Au centre de Kafountine, des groupes de jeunes sont assis à l’ombre. Certains jouent à des jeux de société traditionnels tandis que d’autres se livrent à des débats passionnés sur la politique. »Cela me dérange vraiment, c’est vraiment triste de voir que nous sommes devenus si célèbres à cause des migrants qui partent pour l’Europe ou qui essaient de partir pour l’Europe.
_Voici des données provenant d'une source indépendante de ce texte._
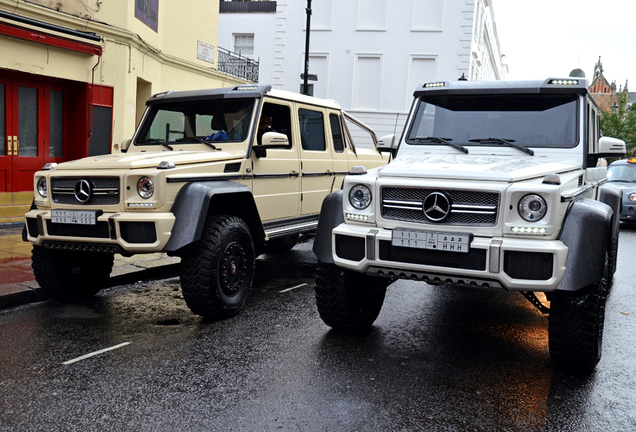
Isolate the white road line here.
[62,342,130,365]
[278,284,307,294]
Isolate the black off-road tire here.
[180,216,256,320]
[265,234,300,253]
[31,246,114,301]
[548,260,609,375]
[315,262,391,333]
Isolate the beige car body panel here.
[25,86,389,254]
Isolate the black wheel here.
[265,234,300,253]
[180,216,256,319]
[315,262,391,333]
[31,246,114,301]
[548,255,609,375]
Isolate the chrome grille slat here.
[381,187,500,226]
[51,177,120,205]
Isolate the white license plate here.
[391,229,470,253]
[51,210,97,225]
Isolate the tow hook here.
[520,291,550,315]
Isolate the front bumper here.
[25,209,175,255]
[332,224,568,292]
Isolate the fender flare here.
[556,198,614,291]
[313,190,344,264]
[163,181,265,253]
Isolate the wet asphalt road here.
[0,233,636,431]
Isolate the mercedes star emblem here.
[422,192,451,222]
[75,179,93,203]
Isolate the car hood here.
[379,155,581,182]
[47,151,245,170]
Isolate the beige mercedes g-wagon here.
[26,85,390,318]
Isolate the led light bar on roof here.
[511,227,548,234]
[233,85,258,91]
[548,80,579,85]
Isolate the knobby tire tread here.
[180,216,255,319]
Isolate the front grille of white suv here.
[381,187,500,227]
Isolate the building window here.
[234,34,254,58]
[352,54,382,110]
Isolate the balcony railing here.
[217,47,258,82]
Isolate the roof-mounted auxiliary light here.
[232,85,258,91]
[424,82,446,88]
[548,80,579,85]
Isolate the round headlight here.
[38,177,49,198]
[518,194,548,222]
[349,185,371,210]
[137,177,155,199]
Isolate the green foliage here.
[601,92,636,156]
« En tant qu’élue locale, je me sens responsable. Si nous disons aux jeunes de rester, nous devons leur fournir des emplois et une bonne éducation. Si nous ne le faisons pas, cela signifie que nous échouons.Le maire David Diatta est du même parti et partage son point de vue, ajoutant que la situation sécuritaire unique de la région est également un facteur.

« Ce qui explique le mouvement migratoire, c’est la position stratégique de la commune de Kafountine », explique-t-il.

« Quatre-vingt-onze pour cent de notre communauté est constituée d’îles et l’armée et la marine ont peu d’accès à cette zone et à ce qui s’y passe.Le taux de chômage des jeunes est de 40 %, même parmi les diplômés de l’université.

« Nous souffrons ici, pas d’emploi, pas d’aide de la part des autorités », déclare Ibrahima, 28 ans, diplômé en sociologie.

« Beaucoup de mes amis ont pris des bateaux de pêche pour atteindre les îles Canaries et ils ont réussi. Nous les voyons sur les réseaux sociaux et c’est une vraie différence.

« J’aimerais pouvoir partir un jour, mais j’ai besoin d’argent. »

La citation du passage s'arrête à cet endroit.